Kehendak untuk kebebasan itu sendiri, oleh Erich Fromm telah dijadikan sebagai motif yang mendasari segala perilaku manusia. Sebagai salah seorang pakar psikologi paling berpengaruh dia abad XX, Fromm mendasarkan ide tentang kebebasan sebagai bentuk usaha, karena sejak dilahirkan, manusia telah terkekang dengan berbagai kebutuhan fisiologis dan sosial. Bertolak dari itulah itulah Fromm mengawinkan pandangan Sigmund Freud (materialis determinis) dan Karl Marx (materialis dialektis) untuk kemudian merumuskan ide tentang kebebasannya.
Freud mengemukakan ide bawasannya manusia bukanlah makhuk yang bebas. Karakter seseorang sangat ditentukan oleh peristiwa – peristiwa masa lalu yang secara psikologis sangat mempengaruhi pembentukan karakter, terutama pada masa perkembangan determinis atau secara umum lebih dikenal sebagai periode golden age. Saking determinannya usia golden age ini, hingga Freud pernah berujar bahwa “Apa yang terjadi dengan anda hari ini, akan menentukan siapa anda di masa depan”.

Tidak hanya itu, menurut Freud Insting juga factor yang sangat determinan. Insting, sebagai sumber energi psikis, secara kuantitatif mengumpulkan ketidak seimbangan pada proses fisiologis (haus, lapar, sex, istirahat/ weteng lang ngisore weteng) untuk kemudian diubah menjaadi energi psikis. Energi ini digunakan sebagai “bahan bakar” untuk memenuhi dorongan – dorongan fisiologis tadi dan menyingkirkan hal – hal penghalang dalam usaha pemenuhan kebutuhan tersebut. Oleh karena itu, Para kritikus Freud (kiri Freud) memandang teorinya sebagai materialis-determinis.
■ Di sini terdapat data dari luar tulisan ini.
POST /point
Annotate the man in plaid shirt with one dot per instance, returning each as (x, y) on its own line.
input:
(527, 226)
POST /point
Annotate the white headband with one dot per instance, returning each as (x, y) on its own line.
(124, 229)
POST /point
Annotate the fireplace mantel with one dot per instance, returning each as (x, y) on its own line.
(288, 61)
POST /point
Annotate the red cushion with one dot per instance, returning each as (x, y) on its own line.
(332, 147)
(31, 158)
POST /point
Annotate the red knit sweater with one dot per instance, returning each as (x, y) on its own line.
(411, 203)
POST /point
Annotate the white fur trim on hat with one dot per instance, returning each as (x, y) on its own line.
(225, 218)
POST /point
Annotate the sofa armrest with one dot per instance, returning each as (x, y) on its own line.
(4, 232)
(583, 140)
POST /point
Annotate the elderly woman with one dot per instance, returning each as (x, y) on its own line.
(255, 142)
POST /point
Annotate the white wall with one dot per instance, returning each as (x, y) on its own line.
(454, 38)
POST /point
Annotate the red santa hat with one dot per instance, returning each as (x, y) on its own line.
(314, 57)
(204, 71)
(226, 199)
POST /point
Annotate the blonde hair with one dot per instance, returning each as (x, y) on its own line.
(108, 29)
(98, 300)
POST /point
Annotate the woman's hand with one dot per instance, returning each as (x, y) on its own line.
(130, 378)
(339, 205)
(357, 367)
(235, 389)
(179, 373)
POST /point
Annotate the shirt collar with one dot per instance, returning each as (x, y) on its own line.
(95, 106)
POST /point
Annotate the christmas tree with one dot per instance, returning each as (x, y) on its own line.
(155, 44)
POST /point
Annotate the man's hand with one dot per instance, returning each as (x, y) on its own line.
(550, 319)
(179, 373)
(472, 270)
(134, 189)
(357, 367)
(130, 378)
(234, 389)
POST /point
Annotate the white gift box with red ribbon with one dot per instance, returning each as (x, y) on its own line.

Sementara itu, Marx, menjadi inspirator lainnya, mengemukakan determinisme sosial sebagai pembatas gerak manusia. Apa dan bagaimana seseorang, merupakan refleksi dari masyarakat tempatnya hidup dan berkembang. Pada abad pertengahan manusia menyandarkan hidup pada rantai eksistensi. Di zaman itu, anak petani akan melanjutkan takdirnya dengan menjadi seorang petani (seperti orang tuanya). Juga, jika ayahnya adalah raja, maka kelak dia akan menjadi penerus tahta kerajaan. Perempuan juga tidak luput dari rantai eksistensi. Pada abad pertengahan ini, peran bagi seorang perempuan sangatlah terbatas.
Betapa menyesakkan melihat kembali kehidupan pada abad pertengahan yang sederhana tapi berat seperti ini. Belum lagi kedatangan modernisasi yang lebih banyak mengartikan manusia sebagai konsumen dan pekerja. Ini menggambarkan bahwasannya manusia tidak bisa lepas dari struktur-struktur sosial masyarakatnya.

Bertolak dari pemikiran kedua tokoh tersebut -bahwasannya manusia adalah makhluk yang tidak bebas, Fromm mencetuskan ide tentang kebebasannya. Kebebasan manusia akan diperoleh apabila telah melampaui determinisme Freud dan Marx. Fromm menaruh apresiasi yang tinggi terhadap manusia yang selalu berjuang tanpa henti, sampai akhir untuk mancari dan mewujudkan kebebasannya. Kebebasan yang lebih bersifat pribadi. Tetapi sekali lagi Fromm pernah bertanya, ”Manusia mungkin bisa bebas tetapi untuk apa?”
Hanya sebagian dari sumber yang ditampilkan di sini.